We carry out the hypothesis test following exactly the same steps we followed in the previous example. In this case we are using the chi-squared distribution with four degrees of freedom, because the one-way table contains data about five groups. 

```
H0: the observed counts resemble the counts we would expect to get if the population is geometrically distributed with p=0.5
HA: the observed counts do not resemble a sample from a geometrical distribution with p=0.5
```

In [5]:
observed = np.array([40, 24, 14, 9, 13])
expected = np.array([50, 25, 12.5, 6.25, 6.25])

x2 = np.sum((observed-expected)**2/expected)
print('x2 = ' + str(x2))

p_value = 1 - scipy.stats.chi2.cdf(x2, 4)
print('p-value = ' + str(p_value))

x2 = 10.72
p-value = 0.0298977628442


The p-value is lower than 0.05, so we reject the null hypothesis. We conclude that the coin is a loaded coin.
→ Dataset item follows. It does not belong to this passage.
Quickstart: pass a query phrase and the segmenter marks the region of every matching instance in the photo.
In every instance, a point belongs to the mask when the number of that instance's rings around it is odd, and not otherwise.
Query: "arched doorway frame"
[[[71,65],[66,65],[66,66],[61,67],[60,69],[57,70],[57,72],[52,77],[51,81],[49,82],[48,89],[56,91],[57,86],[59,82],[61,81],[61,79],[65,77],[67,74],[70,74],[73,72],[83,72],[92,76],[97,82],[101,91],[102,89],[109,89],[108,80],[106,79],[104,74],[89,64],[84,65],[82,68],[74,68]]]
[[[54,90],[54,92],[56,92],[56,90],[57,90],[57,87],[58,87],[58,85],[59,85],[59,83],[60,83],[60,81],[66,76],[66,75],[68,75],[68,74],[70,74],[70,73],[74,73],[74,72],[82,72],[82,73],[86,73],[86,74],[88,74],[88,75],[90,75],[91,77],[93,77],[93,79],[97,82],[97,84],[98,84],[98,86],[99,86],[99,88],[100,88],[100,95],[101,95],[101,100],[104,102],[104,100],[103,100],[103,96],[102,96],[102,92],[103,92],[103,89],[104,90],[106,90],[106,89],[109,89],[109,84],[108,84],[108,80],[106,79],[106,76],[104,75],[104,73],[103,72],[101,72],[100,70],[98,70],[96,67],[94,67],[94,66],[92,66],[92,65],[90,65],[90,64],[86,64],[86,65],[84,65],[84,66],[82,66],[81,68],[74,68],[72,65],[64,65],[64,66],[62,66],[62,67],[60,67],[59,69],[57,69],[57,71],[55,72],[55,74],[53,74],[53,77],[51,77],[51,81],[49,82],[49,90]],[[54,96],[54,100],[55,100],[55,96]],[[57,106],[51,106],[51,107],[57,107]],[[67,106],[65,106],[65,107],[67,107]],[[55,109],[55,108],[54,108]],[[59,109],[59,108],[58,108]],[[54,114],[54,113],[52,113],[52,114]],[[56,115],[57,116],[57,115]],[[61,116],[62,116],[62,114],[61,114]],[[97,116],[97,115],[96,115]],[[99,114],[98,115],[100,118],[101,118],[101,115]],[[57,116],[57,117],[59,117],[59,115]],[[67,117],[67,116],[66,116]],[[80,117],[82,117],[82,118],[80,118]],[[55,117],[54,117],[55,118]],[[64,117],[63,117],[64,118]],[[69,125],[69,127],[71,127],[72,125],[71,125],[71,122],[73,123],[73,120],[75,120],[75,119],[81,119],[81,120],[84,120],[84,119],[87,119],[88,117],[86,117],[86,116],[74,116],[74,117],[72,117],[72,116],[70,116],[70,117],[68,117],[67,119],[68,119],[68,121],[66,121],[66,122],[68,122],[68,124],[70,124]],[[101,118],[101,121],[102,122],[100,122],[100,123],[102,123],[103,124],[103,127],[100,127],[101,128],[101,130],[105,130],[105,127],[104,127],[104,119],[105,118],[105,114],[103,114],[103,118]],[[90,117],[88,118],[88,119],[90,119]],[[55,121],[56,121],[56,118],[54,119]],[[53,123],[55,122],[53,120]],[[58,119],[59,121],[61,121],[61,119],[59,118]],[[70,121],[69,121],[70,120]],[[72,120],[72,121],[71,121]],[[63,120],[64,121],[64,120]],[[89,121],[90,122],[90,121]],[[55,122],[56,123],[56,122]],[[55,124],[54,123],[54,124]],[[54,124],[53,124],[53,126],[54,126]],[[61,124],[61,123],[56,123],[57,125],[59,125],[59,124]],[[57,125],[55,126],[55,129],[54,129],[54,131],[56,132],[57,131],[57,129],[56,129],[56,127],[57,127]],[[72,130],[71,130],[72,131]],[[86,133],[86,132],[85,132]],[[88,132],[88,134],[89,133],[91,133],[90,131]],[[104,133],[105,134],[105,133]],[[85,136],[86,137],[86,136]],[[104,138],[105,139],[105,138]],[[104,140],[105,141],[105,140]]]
In fact, the observed values in this example were simulated using a geometric distribution with p=0.4 (the probability of obtaining heads in each coin toss is 0.4)

#### Testing independence

We can apply a chi-squared hypothesis test on a two-way table to test the independence of two categorical variables. For this example our hypothesis is that the probability of being vegetarian is independent of having a pet at home. We asked to a sample of 407 people and summarised their answers below, split between people having at least one dog, people having at least one cat, people having at least one dog and one cat, and people not having pets. 


|                | dogs | cats | dogs and cats | no pets | total |
|----------------|-----:|-----:|--------------:|--------:|------:|
| Vegetarian     | 23   |  30  |     13        |    20   |  91   |
| Non-vegetarian | 95   |  83  |     42        |   101   |  316  |   
| Total          | 118  |  113 |     55        |   121   |  407  |

There are some differences between the proportion of vegetarians and non-vegetarians in each group of pet-owners. Are these differences due to randomness?

```
H0: the two variables are independent
HA: the two variables are not independent
```

The first step is to calculate the expected counts for each cell of the table. Computing the expected counts is based on using the row and column totals:

In [6]:
observed = np.array([
    [23, 30, 13, 20],
    [95, 83, 42, 101]
])

total_row = np.sum(observed, axis=1)
total_col = np.sum(observed, axis=0)
total = np.sum(observed)

In [7]:
# Computing the expected frequencies, and printing them on the screen so we can compare
# to the observed frequencies above
tr = np.tile(total_row.reshape((2,1)), 4)
tc = np.tile(total_col, (2,1))
expected = np.multiply(tr, tc)/total
print(expected)

[[ 24.93366093  23.87714988  11.62162162  25.56756757]
 [ 93.06633907  89.12285012  43.37837838  95.43243243]]


In [8]:
x2 = np.sum((observed-expected)**2/expected)
print('x2 = ' + str(x2))

x2 = 3.9253571113


The degrees of freedom on a two-way table chi-squared test are equal to the number of rows minus one times the number of columns minus one. In our case that would be (2-1)\*(4-1) = 3

In [9]:
p_value = 1 - scipy.stats.chi2.cdf(x2, 3)
print('p-value = ' + str(p_value))

p-value = 0.269637837402


The p-value is higher than 0.5, so we fail to reject the null hypothesis. We cannot confirm whether being vegegarian or not depends on having pets at home.